# Can I expose with vellum?



## Braininfo (Nov 27, 2010)

Im thinking of using vellum or tracing paper to burn onto a screen, because its cheaper. Can i use vellum?I have a workforce 1100 and planning to print onto it using the 1100, will it work?


----------



## jsf (Aug 4, 2009)

6Sensetense said:


> Im thinking of using vellum or tracing paper to burn onto a screen, because its cheaper. Can i use vellum?I have a workforce 1100 and planning to print onto it using the 1100, will it work?


If it is for a one color job, it will work but to those designs that are not too bold. The ink can dis-orient the texture of your vellum, so multi-color jobs will be a miss on registration.

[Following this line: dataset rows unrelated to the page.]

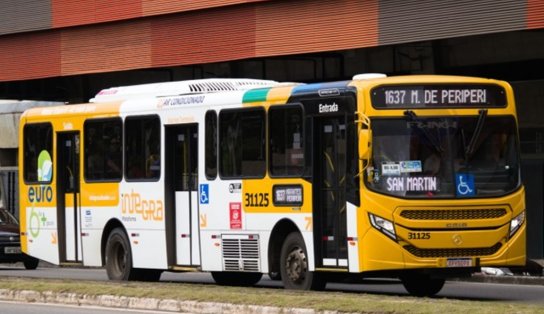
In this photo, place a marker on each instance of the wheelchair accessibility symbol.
(465, 184)
(204, 194)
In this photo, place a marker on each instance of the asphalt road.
(26, 308)
(527, 294)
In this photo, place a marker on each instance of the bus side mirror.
(365, 144)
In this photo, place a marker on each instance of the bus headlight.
(383, 225)
(516, 223)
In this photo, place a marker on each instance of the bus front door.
(330, 228)
(68, 210)
(182, 187)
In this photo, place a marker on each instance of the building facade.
(67, 50)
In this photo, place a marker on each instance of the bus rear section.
(442, 192)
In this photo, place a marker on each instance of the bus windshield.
(444, 157)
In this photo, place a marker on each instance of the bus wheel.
(241, 279)
(119, 256)
(294, 266)
(422, 285)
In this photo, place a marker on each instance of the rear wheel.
(119, 256)
(422, 285)
(294, 267)
(236, 278)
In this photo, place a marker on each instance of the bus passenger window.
(103, 150)
(286, 153)
(142, 148)
(211, 145)
(38, 153)
(242, 143)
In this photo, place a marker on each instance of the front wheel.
(422, 285)
(294, 267)
(119, 256)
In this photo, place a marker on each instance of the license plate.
(459, 262)
(12, 250)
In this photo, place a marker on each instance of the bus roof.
(179, 88)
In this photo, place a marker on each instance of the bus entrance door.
(182, 182)
(330, 229)
(68, 210)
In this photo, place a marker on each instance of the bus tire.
(422, 285)
(294, 268)
(241, 279)
(119, 256)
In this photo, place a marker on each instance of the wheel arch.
(111, 225)
(278, 235)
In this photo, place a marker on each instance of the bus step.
(185, 268)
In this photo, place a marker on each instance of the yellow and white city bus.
(415, 177)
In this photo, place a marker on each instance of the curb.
(512, 280)
(150, 304)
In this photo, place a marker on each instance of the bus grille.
(452, 252)
(453, 214)
(241, 254)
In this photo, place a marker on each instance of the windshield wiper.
(469, 149)
(435, 144)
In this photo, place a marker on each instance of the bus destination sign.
(438, 96)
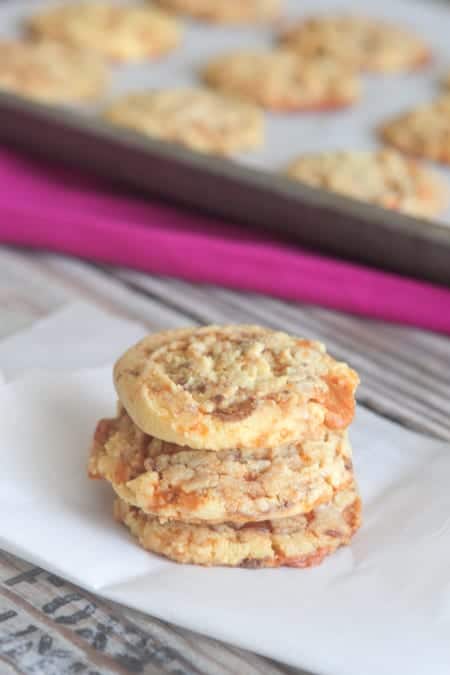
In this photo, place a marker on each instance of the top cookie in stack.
(233, 386)
(230, 447)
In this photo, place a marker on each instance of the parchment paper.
(378, 607)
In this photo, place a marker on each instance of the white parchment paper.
(293, 134)
(378, 607)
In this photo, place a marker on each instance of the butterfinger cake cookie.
(120, 33)
(383, 177)
(282, 81)
(302, 541)
(358, 42)
(221, 387)
(230, 447)
(423, 132)
(198, 118)
(236, 485)
(225, 11)
(50, 72)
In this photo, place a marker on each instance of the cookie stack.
(230, 447)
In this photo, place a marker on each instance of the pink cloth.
(44, 206)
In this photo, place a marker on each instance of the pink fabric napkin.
(45, 206)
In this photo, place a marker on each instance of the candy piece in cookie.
(225, 11)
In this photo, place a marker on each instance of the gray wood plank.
(48, 626)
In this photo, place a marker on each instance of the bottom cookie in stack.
(300, 541)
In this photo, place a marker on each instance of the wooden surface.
(50, 627)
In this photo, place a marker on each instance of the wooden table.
(50, 627)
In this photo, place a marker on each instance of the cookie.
(120, 33)
(360, 43)
(221, 387)
(197, 118)
(422, 132)
(174, 482)
(50, 72)
(225, 11)
(301, 541)
(383, 177)
(279, 80)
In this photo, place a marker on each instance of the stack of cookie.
(230, 447)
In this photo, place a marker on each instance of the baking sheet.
(287, 136)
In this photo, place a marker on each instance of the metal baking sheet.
(249, 189)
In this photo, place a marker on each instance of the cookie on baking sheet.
(279, 80)
(359, 42)
(383, 177)
(225, 11)
(423, 131)
(178, 483)
(197, 118)
(301, 541)
(50, 72)
(120, 33)
(221, 387)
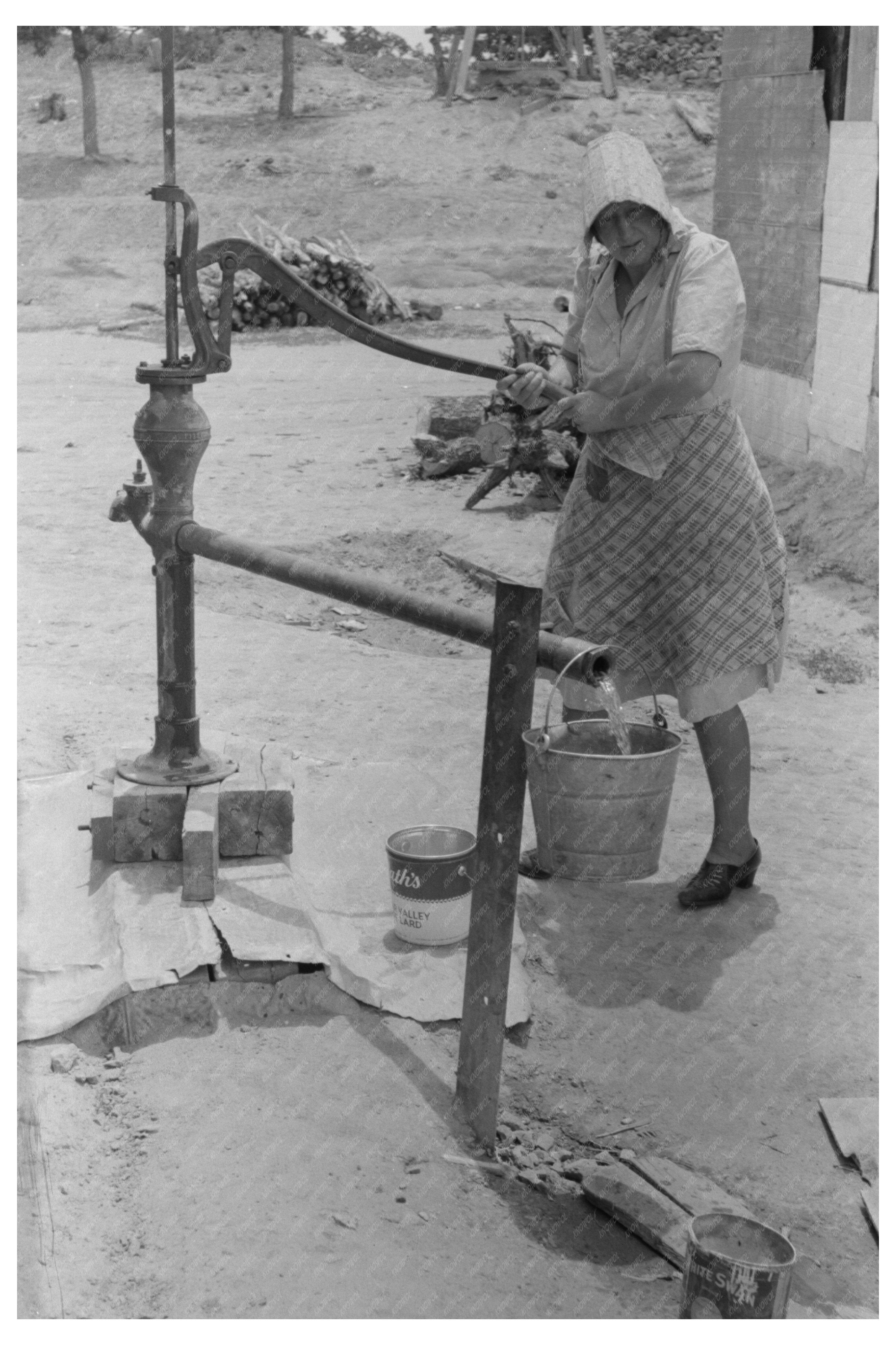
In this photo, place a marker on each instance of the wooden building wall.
(798, 202)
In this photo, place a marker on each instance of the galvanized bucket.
(599, 814)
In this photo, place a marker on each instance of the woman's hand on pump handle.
(525, 385)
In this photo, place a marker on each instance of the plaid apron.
(685, 572)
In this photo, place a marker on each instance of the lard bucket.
(431, 875)
(599, 814)
(735, 1267)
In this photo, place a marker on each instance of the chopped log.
(695, 120)
(458, 455)
(450, 418)
(496, 442)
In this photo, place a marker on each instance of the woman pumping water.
(668, 544)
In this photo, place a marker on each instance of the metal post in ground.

You may want to try paper+oil instead. And if you do, you must extend your time on exposure.


----------



## taricp35 (Dec 10, 2008)

I use vellum all the time, actually that is all I have ever used in the 5+ years I have been in business but mine is for laser printers. I have used vellum for inkjet but I used a HP, just had to make sure the ink was dry before handling it. Had no issues at all regardless of the design. multi-color deigns were not an issue either. I did not use the printer that you are using but i don't see why it would not work.


----------



## Braininfo (Nov 27, 2010)

Vellum is affordable also it has bigger sizes that can fit my wide format printer. Ive heard that i cant use it for really detailed images that require halftone shades. I can only use it for non detailed images. So how much longer is the exposure time for vellum compared to transparencies?


----------



## taricp35 (Dec 10, 2008)

never done halftones so can't argue that point but i have done very detailed images without issues. i expose at 4 minutes with a home made exposure unit. Be aware that exposure times vary with different setups so you will need to test. A step wedge test would be ideal for you to find out your exposure time.


----------



## crazymike (Aug 18, 2008)

Printing on vellum with an Epson you will need to put
the settings on Best Photo and print black ink only.
This is the only way I could use vellum in the past.


----------